Being naturally curious – okay, I confess, maybe irrationally curious – I decided to investigate what’s up with cantaloupe. When I looked around, there’s lots of speculation having to do with the texture, taste or moisture. I remember as a kid, we had a cantaloupe-obsessed cat. She was not allowed on the dining table. In fact, she never jumped on it, ever. Well, one day we walked into the room and found her on the dining table, happily eating all of the cantaloupe out of a fruit salad. Aha. To know it was there, she must have smelled it. Aroma is the key.

This leads us to volatiles, substances that vaporize readily. They are what foods give off that we then smell. Something about the smell of cantaloupe makes cats want to eat it. This is bizarre, as cats are obligate carnivores. They would normally have no interest in such food. Even the makers of dry cat foods know this. Kibble foods are sprayed with aromatic concoctions called “digests” to make them appealing to cats, who would otherwise ignore these carbohydrate-laden products.

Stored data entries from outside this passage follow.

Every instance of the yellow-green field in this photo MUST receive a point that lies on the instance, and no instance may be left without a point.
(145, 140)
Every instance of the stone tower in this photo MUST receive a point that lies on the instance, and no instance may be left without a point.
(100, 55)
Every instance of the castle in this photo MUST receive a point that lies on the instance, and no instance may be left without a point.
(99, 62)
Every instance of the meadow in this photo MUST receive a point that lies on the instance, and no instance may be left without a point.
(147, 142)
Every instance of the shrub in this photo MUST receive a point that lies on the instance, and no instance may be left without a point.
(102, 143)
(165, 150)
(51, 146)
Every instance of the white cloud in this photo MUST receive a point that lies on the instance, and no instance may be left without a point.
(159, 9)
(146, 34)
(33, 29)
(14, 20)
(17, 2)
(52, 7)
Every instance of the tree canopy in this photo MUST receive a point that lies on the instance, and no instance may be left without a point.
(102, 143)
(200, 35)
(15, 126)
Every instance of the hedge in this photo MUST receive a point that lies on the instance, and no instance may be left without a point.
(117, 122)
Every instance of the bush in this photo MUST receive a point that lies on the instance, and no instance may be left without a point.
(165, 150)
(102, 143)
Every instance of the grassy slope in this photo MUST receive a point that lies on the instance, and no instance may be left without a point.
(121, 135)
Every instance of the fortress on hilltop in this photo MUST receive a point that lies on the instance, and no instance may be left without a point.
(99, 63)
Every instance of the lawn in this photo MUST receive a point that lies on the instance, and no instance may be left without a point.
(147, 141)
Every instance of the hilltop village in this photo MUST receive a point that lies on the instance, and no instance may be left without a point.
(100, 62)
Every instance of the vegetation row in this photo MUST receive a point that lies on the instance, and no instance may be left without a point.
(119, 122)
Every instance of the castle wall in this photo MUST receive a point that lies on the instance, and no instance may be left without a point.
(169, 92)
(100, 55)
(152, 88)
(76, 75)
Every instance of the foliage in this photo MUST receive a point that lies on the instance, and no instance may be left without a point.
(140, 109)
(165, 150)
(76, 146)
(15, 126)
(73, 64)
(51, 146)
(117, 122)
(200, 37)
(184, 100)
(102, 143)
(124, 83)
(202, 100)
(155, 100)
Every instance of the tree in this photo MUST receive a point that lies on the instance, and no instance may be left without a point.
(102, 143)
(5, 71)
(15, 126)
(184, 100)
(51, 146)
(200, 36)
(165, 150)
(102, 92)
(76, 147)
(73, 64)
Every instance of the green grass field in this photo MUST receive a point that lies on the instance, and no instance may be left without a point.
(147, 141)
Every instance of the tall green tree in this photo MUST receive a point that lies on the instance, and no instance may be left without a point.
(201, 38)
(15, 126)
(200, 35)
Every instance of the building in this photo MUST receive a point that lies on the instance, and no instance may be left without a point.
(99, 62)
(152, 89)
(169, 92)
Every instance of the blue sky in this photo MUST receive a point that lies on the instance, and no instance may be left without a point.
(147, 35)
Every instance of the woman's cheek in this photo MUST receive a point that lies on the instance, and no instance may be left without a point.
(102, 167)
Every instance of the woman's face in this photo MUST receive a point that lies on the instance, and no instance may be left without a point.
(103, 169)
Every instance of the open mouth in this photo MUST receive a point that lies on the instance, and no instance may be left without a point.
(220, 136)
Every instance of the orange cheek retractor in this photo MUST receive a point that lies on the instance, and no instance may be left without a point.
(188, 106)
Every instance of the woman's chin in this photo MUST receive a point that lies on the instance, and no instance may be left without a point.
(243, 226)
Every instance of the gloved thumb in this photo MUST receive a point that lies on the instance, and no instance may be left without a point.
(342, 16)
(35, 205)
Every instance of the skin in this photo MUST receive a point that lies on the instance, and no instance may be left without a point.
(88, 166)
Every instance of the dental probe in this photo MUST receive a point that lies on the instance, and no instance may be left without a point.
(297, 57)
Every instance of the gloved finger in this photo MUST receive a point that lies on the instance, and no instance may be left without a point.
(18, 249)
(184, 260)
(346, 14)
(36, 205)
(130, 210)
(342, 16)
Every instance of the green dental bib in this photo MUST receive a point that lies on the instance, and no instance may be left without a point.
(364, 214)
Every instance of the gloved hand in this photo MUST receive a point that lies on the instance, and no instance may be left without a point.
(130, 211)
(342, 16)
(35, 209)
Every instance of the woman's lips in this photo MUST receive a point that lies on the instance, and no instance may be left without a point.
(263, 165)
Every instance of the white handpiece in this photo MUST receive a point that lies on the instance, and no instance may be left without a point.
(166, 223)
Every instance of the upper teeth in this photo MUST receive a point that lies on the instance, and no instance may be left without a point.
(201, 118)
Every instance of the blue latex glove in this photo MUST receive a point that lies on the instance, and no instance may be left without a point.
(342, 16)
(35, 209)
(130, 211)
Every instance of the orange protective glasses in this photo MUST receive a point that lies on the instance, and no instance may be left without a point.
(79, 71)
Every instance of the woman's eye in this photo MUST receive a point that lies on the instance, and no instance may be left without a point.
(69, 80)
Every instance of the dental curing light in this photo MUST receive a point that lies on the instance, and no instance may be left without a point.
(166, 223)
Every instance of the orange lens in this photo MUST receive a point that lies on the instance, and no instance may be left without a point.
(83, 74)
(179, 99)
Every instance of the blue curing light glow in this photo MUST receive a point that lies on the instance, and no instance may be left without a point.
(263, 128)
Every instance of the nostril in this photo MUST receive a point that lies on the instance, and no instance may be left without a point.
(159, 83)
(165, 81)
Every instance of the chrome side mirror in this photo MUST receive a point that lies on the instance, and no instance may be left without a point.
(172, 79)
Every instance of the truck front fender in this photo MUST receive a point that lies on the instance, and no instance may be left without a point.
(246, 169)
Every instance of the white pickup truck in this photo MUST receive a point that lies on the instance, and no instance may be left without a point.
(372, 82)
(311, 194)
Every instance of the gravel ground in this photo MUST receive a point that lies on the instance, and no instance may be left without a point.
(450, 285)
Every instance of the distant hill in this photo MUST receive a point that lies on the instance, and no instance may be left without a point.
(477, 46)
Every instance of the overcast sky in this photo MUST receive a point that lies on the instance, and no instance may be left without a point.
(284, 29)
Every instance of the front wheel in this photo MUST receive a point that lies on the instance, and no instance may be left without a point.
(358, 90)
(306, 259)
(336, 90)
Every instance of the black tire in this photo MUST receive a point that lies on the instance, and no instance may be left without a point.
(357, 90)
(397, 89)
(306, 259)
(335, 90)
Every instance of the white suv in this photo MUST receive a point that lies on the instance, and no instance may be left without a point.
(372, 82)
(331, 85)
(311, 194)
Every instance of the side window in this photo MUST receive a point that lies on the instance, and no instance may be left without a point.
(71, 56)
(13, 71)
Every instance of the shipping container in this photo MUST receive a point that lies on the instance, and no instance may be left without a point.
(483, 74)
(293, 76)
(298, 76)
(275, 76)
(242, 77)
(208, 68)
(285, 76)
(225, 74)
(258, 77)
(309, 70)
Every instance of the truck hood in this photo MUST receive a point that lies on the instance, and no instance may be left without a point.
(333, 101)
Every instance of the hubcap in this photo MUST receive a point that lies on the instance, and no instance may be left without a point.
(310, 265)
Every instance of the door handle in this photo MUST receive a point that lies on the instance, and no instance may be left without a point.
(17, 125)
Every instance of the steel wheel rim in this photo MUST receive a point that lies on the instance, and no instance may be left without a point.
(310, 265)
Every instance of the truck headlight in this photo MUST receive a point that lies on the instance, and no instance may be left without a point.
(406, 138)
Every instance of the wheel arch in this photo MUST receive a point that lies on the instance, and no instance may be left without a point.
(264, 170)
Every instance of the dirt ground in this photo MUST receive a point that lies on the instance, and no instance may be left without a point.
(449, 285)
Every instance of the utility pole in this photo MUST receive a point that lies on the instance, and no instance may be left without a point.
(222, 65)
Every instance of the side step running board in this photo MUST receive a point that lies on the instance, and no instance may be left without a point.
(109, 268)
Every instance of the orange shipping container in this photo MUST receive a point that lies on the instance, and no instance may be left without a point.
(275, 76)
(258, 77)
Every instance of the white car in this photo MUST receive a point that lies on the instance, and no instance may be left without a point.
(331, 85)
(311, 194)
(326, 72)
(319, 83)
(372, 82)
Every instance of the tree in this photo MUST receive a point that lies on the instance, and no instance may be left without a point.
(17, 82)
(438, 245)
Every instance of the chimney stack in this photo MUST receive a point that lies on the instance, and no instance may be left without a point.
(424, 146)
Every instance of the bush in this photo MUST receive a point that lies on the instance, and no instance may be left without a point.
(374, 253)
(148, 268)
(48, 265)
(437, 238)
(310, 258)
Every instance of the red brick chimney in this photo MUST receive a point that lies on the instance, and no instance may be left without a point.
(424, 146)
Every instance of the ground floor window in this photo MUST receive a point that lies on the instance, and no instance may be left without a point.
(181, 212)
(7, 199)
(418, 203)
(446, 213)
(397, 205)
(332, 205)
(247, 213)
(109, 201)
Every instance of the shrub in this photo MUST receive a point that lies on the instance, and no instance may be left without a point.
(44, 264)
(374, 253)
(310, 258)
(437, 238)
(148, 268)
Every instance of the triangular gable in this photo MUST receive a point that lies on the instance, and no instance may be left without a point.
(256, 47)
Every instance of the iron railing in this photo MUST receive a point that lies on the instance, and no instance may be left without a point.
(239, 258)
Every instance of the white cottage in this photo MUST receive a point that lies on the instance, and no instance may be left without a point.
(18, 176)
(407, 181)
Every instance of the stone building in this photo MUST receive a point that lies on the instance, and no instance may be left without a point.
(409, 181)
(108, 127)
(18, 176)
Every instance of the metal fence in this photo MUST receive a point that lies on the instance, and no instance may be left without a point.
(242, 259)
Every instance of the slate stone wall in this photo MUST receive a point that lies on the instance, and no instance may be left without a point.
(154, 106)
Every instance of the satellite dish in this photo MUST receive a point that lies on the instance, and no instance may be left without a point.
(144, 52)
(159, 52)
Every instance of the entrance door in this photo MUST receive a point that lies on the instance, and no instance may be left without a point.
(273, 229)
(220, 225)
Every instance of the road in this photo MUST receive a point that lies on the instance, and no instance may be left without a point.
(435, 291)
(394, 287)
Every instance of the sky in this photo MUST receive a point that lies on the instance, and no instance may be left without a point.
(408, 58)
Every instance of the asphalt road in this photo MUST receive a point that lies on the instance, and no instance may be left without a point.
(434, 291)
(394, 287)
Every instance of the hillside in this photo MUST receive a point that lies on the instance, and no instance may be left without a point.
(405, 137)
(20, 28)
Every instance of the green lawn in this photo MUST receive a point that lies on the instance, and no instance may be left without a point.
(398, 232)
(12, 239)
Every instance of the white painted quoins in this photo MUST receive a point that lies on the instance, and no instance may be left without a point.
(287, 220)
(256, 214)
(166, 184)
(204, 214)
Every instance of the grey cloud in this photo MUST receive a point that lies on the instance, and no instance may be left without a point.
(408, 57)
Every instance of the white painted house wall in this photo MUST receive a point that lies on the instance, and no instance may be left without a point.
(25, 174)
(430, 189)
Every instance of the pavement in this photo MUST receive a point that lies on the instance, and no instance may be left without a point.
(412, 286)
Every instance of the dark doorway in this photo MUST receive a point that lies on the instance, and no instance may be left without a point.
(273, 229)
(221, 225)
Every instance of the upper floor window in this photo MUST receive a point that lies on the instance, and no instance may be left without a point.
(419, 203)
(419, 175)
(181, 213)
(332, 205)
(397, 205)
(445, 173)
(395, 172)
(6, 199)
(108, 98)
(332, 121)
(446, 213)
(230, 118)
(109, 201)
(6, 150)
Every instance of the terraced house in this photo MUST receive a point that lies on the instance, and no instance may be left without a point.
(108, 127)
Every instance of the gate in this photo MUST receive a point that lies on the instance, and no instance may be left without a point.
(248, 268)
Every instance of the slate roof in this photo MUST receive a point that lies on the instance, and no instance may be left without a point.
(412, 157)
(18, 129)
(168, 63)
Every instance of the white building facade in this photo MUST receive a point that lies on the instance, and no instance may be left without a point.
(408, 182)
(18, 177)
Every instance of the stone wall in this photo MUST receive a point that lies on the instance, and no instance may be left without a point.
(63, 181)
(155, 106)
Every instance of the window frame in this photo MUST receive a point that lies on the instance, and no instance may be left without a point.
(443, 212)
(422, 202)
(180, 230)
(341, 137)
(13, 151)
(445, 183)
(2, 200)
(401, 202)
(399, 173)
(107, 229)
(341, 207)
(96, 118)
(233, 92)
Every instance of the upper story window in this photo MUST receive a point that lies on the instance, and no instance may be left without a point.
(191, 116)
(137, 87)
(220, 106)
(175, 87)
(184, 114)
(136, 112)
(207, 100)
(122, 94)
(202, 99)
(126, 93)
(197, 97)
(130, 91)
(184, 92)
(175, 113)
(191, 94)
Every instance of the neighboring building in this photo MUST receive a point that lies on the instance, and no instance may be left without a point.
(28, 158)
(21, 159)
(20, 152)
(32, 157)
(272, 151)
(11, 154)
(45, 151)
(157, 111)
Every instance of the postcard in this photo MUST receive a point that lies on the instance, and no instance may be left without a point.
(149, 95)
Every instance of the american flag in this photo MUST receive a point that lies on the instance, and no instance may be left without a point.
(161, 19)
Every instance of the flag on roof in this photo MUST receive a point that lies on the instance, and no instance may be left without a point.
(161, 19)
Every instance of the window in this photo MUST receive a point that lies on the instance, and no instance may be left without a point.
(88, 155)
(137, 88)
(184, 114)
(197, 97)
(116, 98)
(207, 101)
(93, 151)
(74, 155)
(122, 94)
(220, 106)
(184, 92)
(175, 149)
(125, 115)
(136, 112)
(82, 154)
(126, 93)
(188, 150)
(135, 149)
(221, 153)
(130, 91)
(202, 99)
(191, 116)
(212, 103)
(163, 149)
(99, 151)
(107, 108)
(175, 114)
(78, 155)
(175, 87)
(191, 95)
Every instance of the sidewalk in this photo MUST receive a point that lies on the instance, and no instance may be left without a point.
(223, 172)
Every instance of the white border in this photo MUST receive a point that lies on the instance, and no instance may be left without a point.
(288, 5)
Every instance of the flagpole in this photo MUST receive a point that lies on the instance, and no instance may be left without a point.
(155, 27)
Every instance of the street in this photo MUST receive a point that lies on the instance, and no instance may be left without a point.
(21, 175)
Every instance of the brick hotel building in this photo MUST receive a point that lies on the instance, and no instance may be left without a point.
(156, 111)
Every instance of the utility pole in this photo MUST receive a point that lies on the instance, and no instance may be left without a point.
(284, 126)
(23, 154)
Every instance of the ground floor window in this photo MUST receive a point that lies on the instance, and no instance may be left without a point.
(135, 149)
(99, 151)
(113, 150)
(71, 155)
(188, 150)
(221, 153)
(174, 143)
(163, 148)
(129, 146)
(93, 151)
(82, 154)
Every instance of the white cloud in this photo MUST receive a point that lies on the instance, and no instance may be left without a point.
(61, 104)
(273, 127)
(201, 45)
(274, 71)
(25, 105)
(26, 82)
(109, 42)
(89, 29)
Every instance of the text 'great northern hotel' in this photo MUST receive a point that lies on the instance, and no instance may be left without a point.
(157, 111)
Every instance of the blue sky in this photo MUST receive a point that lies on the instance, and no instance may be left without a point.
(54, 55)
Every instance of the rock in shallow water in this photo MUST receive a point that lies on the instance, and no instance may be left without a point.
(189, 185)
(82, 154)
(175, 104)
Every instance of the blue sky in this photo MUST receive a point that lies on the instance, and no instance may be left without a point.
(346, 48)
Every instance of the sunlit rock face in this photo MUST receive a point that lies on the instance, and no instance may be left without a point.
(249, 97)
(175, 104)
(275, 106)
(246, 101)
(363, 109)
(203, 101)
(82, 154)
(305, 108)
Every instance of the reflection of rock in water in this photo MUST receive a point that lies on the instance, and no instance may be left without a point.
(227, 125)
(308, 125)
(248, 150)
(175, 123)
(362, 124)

“Volatiles derived from amino acids are major contributors to melon aroma.”¹ This sentence from a research study on melon volatiles may hold the key to why so many cats love cantaloupe. To them, it smells like meat. Amino acids are the building blocks of protein. Meat is made up of them. Many of the same amino acids in meat are present in melons, although in much smaller quantities.² We don’t know exactly what meat smells like to a cat, but they’re hard-wired to be attracted to it. It makes sense they would be highly sensitive to all the compounds in meat. The presence of the same volatiles in other foods would naturally interest them.

So, it looks like kibble producers aren’t the only ones who are tricking cats into eating inappropriate foods. Mother Nature is doing it, too. If you have a cantaloupe-crazed feline, don’t worry, she can have a little bit on occasion. Just limit the amount to a bite or two to prevent any gastrointestinal upset. Your cat’s intense interest in it proves a point, though. What cats want and need – and what they instinctively seek out – is meat.

Margaret Gates is the founder of the Feline Nutrition Foundation.

1. I Gonda, E Bar, V Portnoy, S Lev, J Burger, AA Schaffer, Y Tadmor, S Gepstein, JJ Giovannoni, N Katzir and E Lewinsohn, “Branched-chain and Aromatic Amino Acid Catabolism into Aroma Volatiles in Cucumis Melo L. Fruit,” Journal of Experimental Botany 61, No. 4, March 2010, 1111-1123.
2. S Lignou, JK Parker, C Baxter, and DS Mottrama, “Sensory and Instrumental Analysis of Medium and Long Shelf-life Charentais Cantaloupe Melons (Cucumis melo L.) Harvested at Different Maturities,” Food Chemistry 148, No. 100, Apr 1, 2014, 218-229.